Format: Box set, Color, DVD, Widescreen, NTSC
Language: English (Dolby Digital 2.0 Stereo)
Number of discs: 3
Rated: NR (Not Rated)
Studio: Acorn Media
DVD Release Date: March 1, 2011
Run Time: 391 minutes
Murder Investigation Team is a British TV series (aired on A&E in the USA) of dark and somber mien that has recently made its way to the USA as a DVD collection from Acorn Media. “Crafted to reflect real-life investigations” Murder Investigation Team follows an intrepid band of London coppers as they seek out the guilty in the morass of the innocent.
The lead detective is DI Vivien Friend (Samantha Spiro), whose brusque demeanor belies her name. Ruling her crew with an iron fist, Friend is not above a little chicanery and ball-busting to get her team to solve the crimes quickly and accurately. She takes under her wing the feminine mother DC Rosie McManus (Lindsey Coulson) in order to instruct her in the ways of detective work. Together they lead a male-dominated squad of players, fools, scribblers, and sycophants. Little is shown of anyone’s private life, and it is the case that dominates the story, from first discovery to apprehension of the culprit.

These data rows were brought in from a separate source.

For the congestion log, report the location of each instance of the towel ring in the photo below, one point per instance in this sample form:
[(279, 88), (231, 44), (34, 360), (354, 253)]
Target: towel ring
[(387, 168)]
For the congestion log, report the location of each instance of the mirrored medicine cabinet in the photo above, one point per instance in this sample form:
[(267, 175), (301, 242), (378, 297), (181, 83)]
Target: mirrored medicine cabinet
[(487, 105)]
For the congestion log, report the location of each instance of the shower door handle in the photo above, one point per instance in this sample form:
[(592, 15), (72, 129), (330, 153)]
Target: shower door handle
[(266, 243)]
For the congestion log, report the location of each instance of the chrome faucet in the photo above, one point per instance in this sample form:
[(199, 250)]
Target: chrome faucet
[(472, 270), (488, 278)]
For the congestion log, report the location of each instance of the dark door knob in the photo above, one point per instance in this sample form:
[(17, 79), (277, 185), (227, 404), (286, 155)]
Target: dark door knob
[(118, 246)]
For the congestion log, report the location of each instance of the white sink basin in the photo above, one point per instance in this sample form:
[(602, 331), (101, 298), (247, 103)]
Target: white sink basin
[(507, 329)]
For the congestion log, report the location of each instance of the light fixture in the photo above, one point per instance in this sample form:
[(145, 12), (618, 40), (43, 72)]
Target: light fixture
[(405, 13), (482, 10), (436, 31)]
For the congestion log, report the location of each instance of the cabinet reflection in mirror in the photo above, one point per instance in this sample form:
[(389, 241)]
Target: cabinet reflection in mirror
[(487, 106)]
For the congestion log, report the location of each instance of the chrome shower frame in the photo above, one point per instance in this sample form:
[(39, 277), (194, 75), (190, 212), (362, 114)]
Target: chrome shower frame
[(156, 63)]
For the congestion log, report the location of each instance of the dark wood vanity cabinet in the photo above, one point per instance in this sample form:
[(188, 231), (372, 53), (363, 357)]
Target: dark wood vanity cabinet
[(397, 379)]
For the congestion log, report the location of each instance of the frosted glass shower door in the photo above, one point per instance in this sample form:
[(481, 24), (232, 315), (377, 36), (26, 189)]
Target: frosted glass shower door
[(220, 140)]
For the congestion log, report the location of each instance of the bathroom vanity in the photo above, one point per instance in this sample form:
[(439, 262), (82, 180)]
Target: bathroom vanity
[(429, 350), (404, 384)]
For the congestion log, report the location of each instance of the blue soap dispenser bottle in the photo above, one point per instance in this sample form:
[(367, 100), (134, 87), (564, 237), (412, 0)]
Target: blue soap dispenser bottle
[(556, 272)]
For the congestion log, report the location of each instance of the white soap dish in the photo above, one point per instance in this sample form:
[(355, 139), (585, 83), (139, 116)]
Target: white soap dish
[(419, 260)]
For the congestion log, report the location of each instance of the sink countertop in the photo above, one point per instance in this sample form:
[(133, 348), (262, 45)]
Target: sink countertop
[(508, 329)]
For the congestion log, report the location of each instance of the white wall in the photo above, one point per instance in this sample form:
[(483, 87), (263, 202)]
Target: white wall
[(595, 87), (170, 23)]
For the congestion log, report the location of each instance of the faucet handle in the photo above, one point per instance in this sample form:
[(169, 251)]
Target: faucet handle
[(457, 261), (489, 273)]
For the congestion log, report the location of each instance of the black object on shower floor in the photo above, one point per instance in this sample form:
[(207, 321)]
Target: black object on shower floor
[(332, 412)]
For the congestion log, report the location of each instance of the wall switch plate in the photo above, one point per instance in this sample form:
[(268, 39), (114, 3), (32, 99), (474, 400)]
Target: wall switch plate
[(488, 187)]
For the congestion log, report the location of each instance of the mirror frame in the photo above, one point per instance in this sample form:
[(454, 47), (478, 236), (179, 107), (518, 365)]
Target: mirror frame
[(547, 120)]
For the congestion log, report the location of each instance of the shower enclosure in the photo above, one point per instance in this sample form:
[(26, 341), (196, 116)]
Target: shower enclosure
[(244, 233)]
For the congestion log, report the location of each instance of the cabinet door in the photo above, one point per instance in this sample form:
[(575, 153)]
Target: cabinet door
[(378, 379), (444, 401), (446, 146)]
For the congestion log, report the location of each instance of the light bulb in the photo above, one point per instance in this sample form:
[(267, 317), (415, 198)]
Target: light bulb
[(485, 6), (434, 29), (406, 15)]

That is not to say that personalities don’t get in the way. For instance, DI Friend has a chip on her shoulder for one of her men and his sometimes illogical decision-making. For this professional Vulcan, this is traitorous. Yet Friend also holds a soft spot for the often gut making decision maker DC McManus, using her intuition to ferret and empathize with criminals and witnesses.
Spiro and Coulson play well off each other. In looks, Spiro has a hard-bitten edge to her, thin, Spartan, and always professional in her dress. Coulson looks like a sweater-wearing soccer mother – a warm, sensitive type. Each brings that sort of first impression to the roles, and so they balance one another’s flaws and strengths quite well. As for the other characters, they exist mostly as foils to the relationship between Friend and McManus, and to drop crucial pieces of information in their lap when needed.
The stories are sufficiently gut-wrenching. There is usually no introduction to the story as in other crime shows. We, as viewers, encounter the horror of the murder at the same time that the team does. Gang violence, self-interest, infanticide, and home-grown jealousy are just a few of the horrors that await the viewer. There is nothing pleasant about these narratives, though thankfully the director spares the viewer some of the more gruesome sights. But any fan of CSI will have enough grisly imagery to satisfy their appetites. Take any Law and Order episode, multiply by a factor of 10, and you might get close to how dark these episodes are. It really is a fictionalized, slightly sensationalized, version of A&E’s the The First 48.
Layered in are the darkly lit, or barren settings, giving the impression of a concrete jungle. A locale laced with animonsity and evil doings, but of a hideous rather than celebrated kind. These are the grim tales of man’s baser appetites.
There is no humor in these stories, except dark comedy meant to alleviate the stresses of the job. Gallows humor certainly issues forth from the more callous men of the team, though all of them still visibly carry the burden of pain that must come with such a job.
Viewers may dislike the often abrupt endings the episodes. Once the murderer is identified and interviewed (usually resulting in a confession from the superbly matched skills of Friend and McManus) there is little if any denouement. The story just ends, right where any coppers’ job normally would, at least until trial. They found their man, and it is on to the next case.
The cinematography uses a shaky cam in order to add “realism”. Think of the Bourne movies or some of the fake “reality” shows like The Office. The first episode is particularly bad, making my own stomach churn for lack of an opportunity to let my eyes settle. This does mellow out as the show progresses through later episodes, but in many ways Murder Investigation Team attempts a sort of documentarian style of filmmaking to add that extra dose of gritty reality. This, coupled with the speed of presentation (these episodes pack a lot of twists and turns into an hour), make it rough on the eyes and mind.
Americans may have some trouble with the dialogue in the story, no matter how Anglophone they are. The characters speak fast and use many British colloquialisms and designations that will be unfamiliar. Too, many of the actors speak low or under their breath, and added to the British accent, it makes it sometimes hard to catch information being presented. The dialogue has perfected the “speaking over” each other method, and while this again makes it seem more “real”, it is hard on ears used to one particular sort of grammar.
Murder Investigation Team Series 1 is a series of 8 episodes best suited to those who like their crime stories really dark and as close to “reality” as possible. I was left unsatisfied by the tales, taken aback by the depravity portrayed, the lack of empathetic characters, and the whole hearted focus on the solution. The series needs a little softening, a little more lightheartedness to alleviate some of its more painful moments. I can see Shield viewers liking it, though only if they can do without the action element. But if hardcore crime with an extremely fast pace and focus on a melancholy storyare your thing, then Murder Investigation Team might be just what you are looking for.
The DVD set of Series 1, just released in the US includes commentary on episode 1 with series creator Paul Marquess and consultant Jackie Malton and a 25 minute interview with actor Michael McKell.